Un gran monumento francés acaba de desaparecer: Jean-Paul Belmondo, el actor más popular y más querido por los franceses, murió en su residencia de París a los 88 años. La emoción provocada en todo el país es tal que se podría correr el riesgo de decir sin exagerar que Francia entera llora. Y, sin embargo, el verbo llorar no es el más adecuado, pues esta palabra es todo lo contrario de la imagen, el carácter y la vida de este actor excepcional, de quien una de sus principales cualidades fue la sonrisa que ofreció siempre y en todas circunstancias al público que lo adoraba como a un ídolo. Al extremo de que la gente decía, cuando iba al cine, que iba a ver “un Belmondo”, olvidando citar el nombre del realizador de la película, incluso si éste era tan célebre como Godard o Melville, ya que su deseo era, en primer lugar, ver un Belmondo. Este hombre atraía tanto la simpatía como la admiración. Poseía eso que a veces se llama el carisma. Un fenómeno misterioso, casi mágico, gracias al cual algunos seres suscitan la benevolencia y despiertan el deseo de compartir un buen momento con ellos. Belmondo tenía este poder. Así, incluso el día de su fallecimiento, no se escucharon por todas partes sino agradecimientos por su generosidad, su buen humor, su audacia, sus fenomenales agallas, sus risas y su sonrisa. Su descaro de muchacho travieso.
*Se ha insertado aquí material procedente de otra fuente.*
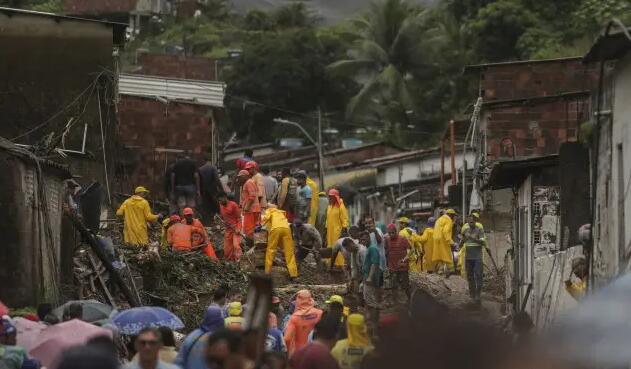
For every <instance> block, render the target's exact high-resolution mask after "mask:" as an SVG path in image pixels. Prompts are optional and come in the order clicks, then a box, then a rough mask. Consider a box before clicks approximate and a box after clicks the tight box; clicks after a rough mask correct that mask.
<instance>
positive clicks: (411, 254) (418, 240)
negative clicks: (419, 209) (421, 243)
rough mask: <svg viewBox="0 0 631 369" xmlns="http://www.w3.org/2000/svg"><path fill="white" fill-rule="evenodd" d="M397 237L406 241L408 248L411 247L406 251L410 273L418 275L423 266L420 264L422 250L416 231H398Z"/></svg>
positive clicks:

La lista de sus filmes es demasiado larga para citarla. Basta recordar que habrá sido capaz de representar el primer papel en À bout de souffle (Sin aliento), la película de Jean-Luc Godard que debía crear una revolución cinematográfica y lanzar la Nueva Ola del cine, y esto cuando ambos eran, Belmondo y Godard, debutantes desconocidos. Después, el actor representó papeles tan diferentes como los de un sacerdote en el filme de Melville, Léon Morin, prêtre, o el de un policía, o de un canalla, en la película Flic ou voyou (Impongo mi ley a sangre y fuego), sin olvidar todos las películas donde era capaz de correr riesgos mortales y daba rienda suelta a su audacia en escenas donde otros se hacen remplazar por un doble. A un acróbata profesional que le dijo, después de verlo correr un temible riesgo: “Yo, señor, ni por un millón me habría atrevido a hacer lo que usted acaba de realizar”, Belmondo respondió: “Por un millón, yo tampoco”. Sabía que ganaba mucho más, pero el humor, la carcajada, eran más fuertes en él. Una de sus mejores réplicas en una película: “¿Sabe usted la diferencia entre un ladrón y un imbécil? Y bien, un ladrón descansa de vez en cuando”. Sabía hacer reír y, al mismo tiempo, incitaba a reflexionar.
Un dicho popular afirma que la crítica es fácil mientras el arte es difícil. Es una evidencia. A diario se ven ejemplos en la prensa, los medios audiovisuales, los libros, los debates, donde cada quien se esmera en criticar a su vecino, su jefe, su rival o su simple competidor. Sin embargo, la opinión pública espera con impaciencia el movimiento opuesto a la crítica, el de la admiración y el entusiasmo. El público tiene necesidad de héroes, y puede encontrar en todos los dominios. Jean-Paul Belmondo respondió a este anhelo. Colmó la necesidad de admirar, amar, compartir la dicha de vivir. Hoy es Messi, mañana será otro campeón. Ayer era el Che, pronto nacerá el culto de una nueva figura que podrá contemplarse en innumerables pósters para adornar las paredes de sus admiradores. La necesidad de una imagen sagrada del héroe intocable es acaso una necesidad que responde al equilibro de sentimientos y pasiones humanos. ¿Cómo vivir sin ídolos ni esperanza de un mundo ideal?
La cuestión se plantea, al menos en el título de un libro: El hombre que no quiso ser héroe. Jean-Paul Belmondo nunca buscó volverse un héroe, y tal vez por esto llegó a serlo. Finalmente, el profundo carácter de este hombre dotado de tantos dones fue la modestia. El público no se equivoca y reconoce el carácter de alguien a quien se acepta como un amigo de toda la vida.